AITL is one of the common types of PTCL, accounting for 79%. In the 2022 WHO classification (WHO-HAEM5), AITL was renamed as nodal T-follicular helper cell lymphoma – angioimmunoblastic type (nTFHL-AI). The follicular type (nTFHL-F) and not otherwise specified type (nTFHL-NOS) account for 14% and 7%, respectively.

Misdiagnosis or missed diagnosis of nTFHL often occurs due to the lack of specific markers and the complexity of cell composition. For example, pathological diagnosis requires at least two TFH markers, such as PD1, ICOS, CXCL13, CD10, and BCL6. The microenvironment’s cellular components include T cells, B cells, plasma cells, eosinophils, and follicular dendritic cells, among others.

Epigenetic mutations play a key role in the pathogenesis of AITL. Hematopoietic stem/progenitor cells undergo epigenetic mutations in TET2/DNMT3A, representing the first hit in tumorigenesis. These cells, carrying methylation-related mutations, later acquire RHOA and IDH2 mutations, constituting the second hit. These mutations together drive AITL tumor cell development through their effects on cell epigenetic modifications and signaling pathways.

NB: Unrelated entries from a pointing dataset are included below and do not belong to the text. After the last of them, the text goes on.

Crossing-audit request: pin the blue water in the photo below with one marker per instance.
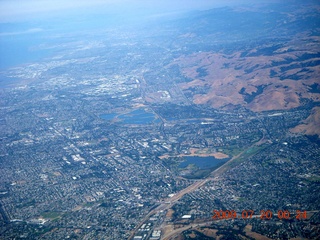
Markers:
(139, 116)
(108, 117)
(202, 162)
(17, 50)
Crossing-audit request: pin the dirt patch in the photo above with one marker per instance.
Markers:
(310, 125)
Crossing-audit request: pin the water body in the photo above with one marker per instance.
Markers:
(18, 50)
(108, 117)
(202, 162)
(139, 116)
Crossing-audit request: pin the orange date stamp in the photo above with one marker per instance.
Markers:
(264, 214)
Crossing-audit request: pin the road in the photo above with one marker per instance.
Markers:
(167, 203)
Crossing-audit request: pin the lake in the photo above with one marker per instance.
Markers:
(202, 162)
(139, 116)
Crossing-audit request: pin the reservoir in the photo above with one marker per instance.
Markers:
(202, 162)
(138, 116)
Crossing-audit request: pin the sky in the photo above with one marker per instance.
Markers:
(26, 10)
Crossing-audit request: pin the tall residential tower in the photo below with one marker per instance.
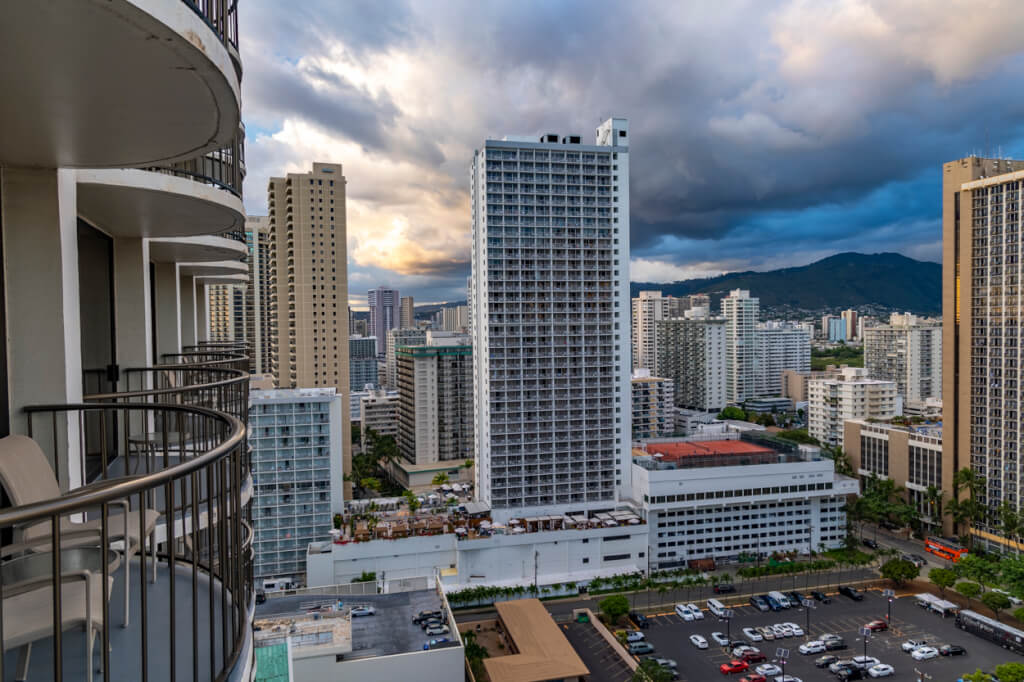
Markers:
(550, 321)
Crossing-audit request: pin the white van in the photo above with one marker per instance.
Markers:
(279, 585)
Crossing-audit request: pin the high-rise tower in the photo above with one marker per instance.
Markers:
(309, 285)
(550, 321)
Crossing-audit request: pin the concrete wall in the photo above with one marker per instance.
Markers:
(432, 666)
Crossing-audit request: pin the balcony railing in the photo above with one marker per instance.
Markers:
(168, 598)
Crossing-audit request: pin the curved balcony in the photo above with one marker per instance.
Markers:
(173, 605)
(117, 83)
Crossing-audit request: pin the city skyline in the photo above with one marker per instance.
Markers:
(792, 151)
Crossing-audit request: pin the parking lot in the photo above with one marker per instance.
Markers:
(670, 636)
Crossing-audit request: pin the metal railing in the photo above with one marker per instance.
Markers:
(177, 477)
(186, 384)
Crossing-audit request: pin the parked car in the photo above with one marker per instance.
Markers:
(815, 646)
(641, 647)
(639, 620)
(759, 603)
(720, 639)
(925, 652)
(837, 644)
(852, 593)
(911, 644)
(733, 667)
(825, 661)
(684, 612)
(881, 670)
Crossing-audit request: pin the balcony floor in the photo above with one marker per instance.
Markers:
(126, 643)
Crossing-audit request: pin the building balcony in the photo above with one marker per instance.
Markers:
(118, 83)
(172, 602)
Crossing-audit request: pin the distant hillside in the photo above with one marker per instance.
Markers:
(846, 280)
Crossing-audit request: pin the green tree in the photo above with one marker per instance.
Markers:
(732, 413)
(969, 590)
(649, 671)
(899, 571)
(1011, 672)
(942, 579)
(614, 607)
(996, 601)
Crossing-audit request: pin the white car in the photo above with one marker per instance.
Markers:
(865, 662)
(768, 669)
(925, 652)
(882, 670)
(817, 646)
(684, 612)
(911, 644)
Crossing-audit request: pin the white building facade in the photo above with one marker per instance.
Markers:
(551, 334)
(780, 346)
(740, 312)
(653, 406)
(849, 395)
(295, 436)
(907, 350)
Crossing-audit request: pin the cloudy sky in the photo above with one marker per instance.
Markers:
(764, 133)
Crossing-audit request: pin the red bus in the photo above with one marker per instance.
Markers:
(947, 549)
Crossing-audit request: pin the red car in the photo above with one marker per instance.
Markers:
(733, 667)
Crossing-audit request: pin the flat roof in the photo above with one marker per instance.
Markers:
(680, 450)
(545, 653)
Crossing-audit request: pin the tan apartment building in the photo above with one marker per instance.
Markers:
(981, 312)
(910, 456)
(309, 286)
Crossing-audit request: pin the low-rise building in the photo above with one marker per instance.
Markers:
(737, 497)
(379, 413)
(910, 455)
(313, 636)
(850, 395)
(653, 409)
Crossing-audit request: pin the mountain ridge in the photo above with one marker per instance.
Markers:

The progression of AITL is primarily related to the microenvironment. Research shows that AITL originates from TFH cells and is closely associated with germinal center B cells and tumor dendritic cells in the tumor microenvironment. When TFH function is disrupted, it leads to disordered germinal centers, eventually progressing to AITL. It’s worth noting that TFH cells are not the primary drivers of AITL’s aggressive progression; the microenvironment, comprising 90% of the tumor mass, plays a critical role, containing a rich presence of non-malignant bystander cells and proliferating high endothelial venules.

TFH cells release cytokines and chemokines that attract and enrich various immune cells, including CD4 and CD8 T cells, B cells, plasma cells, eosinophils, and follicular dendritic cells. Signaling between these cells is crucial for AITL development. TFH cells promote B-cell enrichment through cytokines like IL-21 and IL-4 and establish connections with germinal center B cells via surface antigens like CXCR5, PD-1, and ICOS. Angiogenesis also plays an essential role in AITL progression, with mast cells releasing VEGF to promote vascular development and support tumor growth. Overall, TFH cells and other cells in the microenvironment form a complex network that influences disease progression and treatment strategies.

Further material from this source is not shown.